Operations are built as an end-to-end patient route. Intake, triage, diagnostics, treatment, rehabilitation, then home monitoring through telemedicine and wearables. Every handoff is measured. If time to appointment grows, scheduling and routing are fixed. If the guiding logic misclassifies, the model is retrained and the process rewritten. Iterations are short, changes tie to releases so the impact of each step is visible. In parallel come staff training, call center scripts, and regular security chaos tests – better to break it yourself than wait for someone else.
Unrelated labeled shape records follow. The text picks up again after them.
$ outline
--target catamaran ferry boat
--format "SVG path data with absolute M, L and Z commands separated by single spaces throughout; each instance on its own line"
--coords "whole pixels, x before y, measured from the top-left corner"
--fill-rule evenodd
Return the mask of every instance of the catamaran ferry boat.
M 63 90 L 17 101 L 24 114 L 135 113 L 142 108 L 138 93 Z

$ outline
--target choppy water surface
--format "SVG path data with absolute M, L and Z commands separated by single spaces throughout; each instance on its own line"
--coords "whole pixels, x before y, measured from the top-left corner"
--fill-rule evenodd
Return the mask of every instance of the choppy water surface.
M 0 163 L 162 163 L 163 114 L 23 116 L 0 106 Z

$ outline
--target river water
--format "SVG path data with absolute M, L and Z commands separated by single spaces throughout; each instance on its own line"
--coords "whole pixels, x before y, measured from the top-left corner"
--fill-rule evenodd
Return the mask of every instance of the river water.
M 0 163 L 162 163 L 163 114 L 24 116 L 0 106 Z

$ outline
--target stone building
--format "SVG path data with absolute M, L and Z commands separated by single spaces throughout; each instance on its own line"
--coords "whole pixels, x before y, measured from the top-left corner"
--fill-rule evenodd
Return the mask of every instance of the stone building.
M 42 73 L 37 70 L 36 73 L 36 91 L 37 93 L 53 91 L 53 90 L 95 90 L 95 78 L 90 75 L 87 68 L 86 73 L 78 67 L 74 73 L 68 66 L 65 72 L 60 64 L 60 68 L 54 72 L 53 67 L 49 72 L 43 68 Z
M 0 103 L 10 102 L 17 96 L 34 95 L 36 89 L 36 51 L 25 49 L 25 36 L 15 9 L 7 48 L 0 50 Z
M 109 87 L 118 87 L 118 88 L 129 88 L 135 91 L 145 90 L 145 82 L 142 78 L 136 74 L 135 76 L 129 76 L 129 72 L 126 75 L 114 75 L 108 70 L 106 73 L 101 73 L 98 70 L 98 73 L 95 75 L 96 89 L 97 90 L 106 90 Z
The launch specialty of the future clinic is pediatric oncology. Under one roof will live genomics, digital pathology, immunotherapy, telemedicine, and real-world analytics. The digital frame is designed now so new blocks plug in without pain later. The patient map stretches from molecular profile to daily activity at home, and recommendations consider not only clinical protocols but the family’s real options. The point is not to impress with interfaces but to ensure a child from a small town gets timely care and does not vanish in paperwork, calls, and invoices.
Her motivation is the same as on day one. Crowded homes, single mothers, children with no chance – not a tale for inspiration but a checklist. When capital appears – financial, intellectual, emotional – it goes back into the region and into the system. This architecture was built to scale, to survive audits, attacks, and rising load in the US, then to open branches where the idea was born, including Uzbekistan. Three simple words remain the project’s working rhythm and the editorial test for any feature plan – act – finish.